Admission Requirements for Direct Entry MSN Programs

Candidates interested in enrolling and being accepted into the direct-entry MSN program must satisfy specific admission requirements. While the admission requirements may vary slightly by college, most schools have the following requirements.

  • A completed application
  • A personal statement
  • A bachelor’s degree from an accredited college or university in a field other than nursing
  • Transcripts from undergraduate studies
  • Grade point average of at least 3.0
  • GRE scores (not always required)
  • At least one professional and two academic letters of reference
  • TOEFL (Test of English as a Foreign Language for student’s whose primary language is not English

To meet the guidelines set by the AACN, Master’s in Nursing programs must include specific areas of study in their core curriculum.
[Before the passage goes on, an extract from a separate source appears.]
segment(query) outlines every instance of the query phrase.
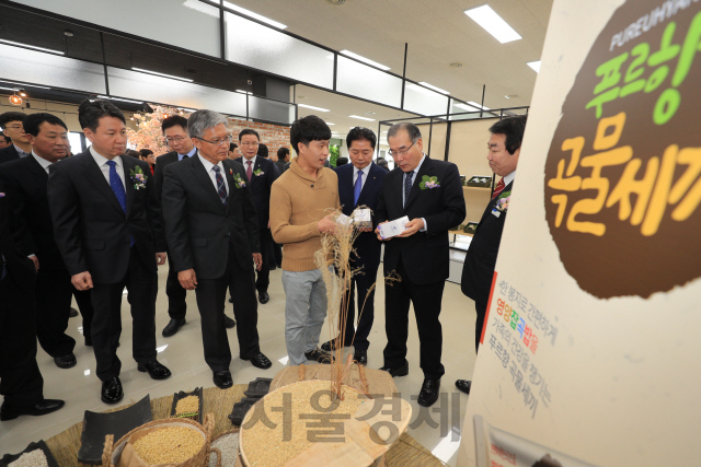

These include the following.

  • Background for Practice from Sciences and Humanities
  • Informatics and Healthcare Technologies
  • Master’s Level Nursing Practice
  • Clinical Prevention and Population Health for Improving Health
  • Quality Improvement and Safety
  • Health Policy and Advocacy
  • Translating and Integrating Scholarship into Practice
  • Organizational and Systems Leadership
  • Interprofessional Collaboration for Improving Patient and Population Health Outcomes

MSN programs also include basic nursing courses, including health assessment; foundations in nursing practice; research processes; nursing ethics; advanced pharmacology; anatomy and physiology; public health; health assessment; statistics, and nursing for children and adults. Although experience working in a healthcare field is not required, it’s considered highly valuable to potential employers and on a resume.

How to Choose an MSN Program

The type of nursing education you receive in an MSN program depends a lot on what area of nursing your hope to pursue and the college in which you receive the training. Do you want to work as a nurse educator? Do you wish to pursue a career as a nurse practitioner? Keep things like this in mind when choosing not just the school but also the MSN program.

If you’re currently working and can’t afford to quit your job to go to college full-time, you may wish to check into online MSN programs. Most accelerated MSM programs require students to complete an extensive amount of clinical rotations, especially those enrolled in advanced practice nursing programs. Many colleges and universities offer online direct entry accelerated MSN programs.

There is currently more than 50 direct entry accelerated MSN programs in the United States. Here are some things to consider when choosing an MSN program.

  • Are the college and program accredited?
  • What is the school’s graduation rate?
  • How does their tuition compare to other MSN programs?
  • Does the school offer financial aid?
  • What is the job placement rate for graduates?
  • What do they offer in terms of nursing areas of specialization?

Career Outlook for Graduates

Registered nurses (RNs) and advanced practice registered nurses (APRNs) are highly in demand and typically find a variety of positions available to them. The job availability for the MSN graduate will depend on if the student completed the MSN program or chose to study a specific area of specialization in nursing. Students in accelerated MSN programs can choose from these areas of specialization:

  • Nurse Practitioner
  • Clinical Nurse Specialist
  • Nurse Educator
  • Nurse Anesthetist
  • Public Health Nurse
  • Nurse Midwife
  • Psychiatric/Mental Health Nurse

RNs are expected to see job growth of 12 percent during the decade 2018-2028 as reported by the U.S. Bureau of Labor Statistics (BLS). Employment growth of 26 percent is predicted for advanced practice registered nurses, such as nurse practitioners, midwives, and nurse anesthetists according to the bureau. Approximately 371,500 new RN positions and 302,700 new advanced practice registered nursing positions should be created by 2028.

Graduates of the accelerated MSN program also have the potential to earn very good wages. As of May 2019, annual wages for RNs ranged from $52,080 to $111,220 with the average annual wage at $77,460. Advanced practice registered nurses like nurse practitioners earned an average annual wage of $111,840 with wages ranging from $81,410 to $152,160.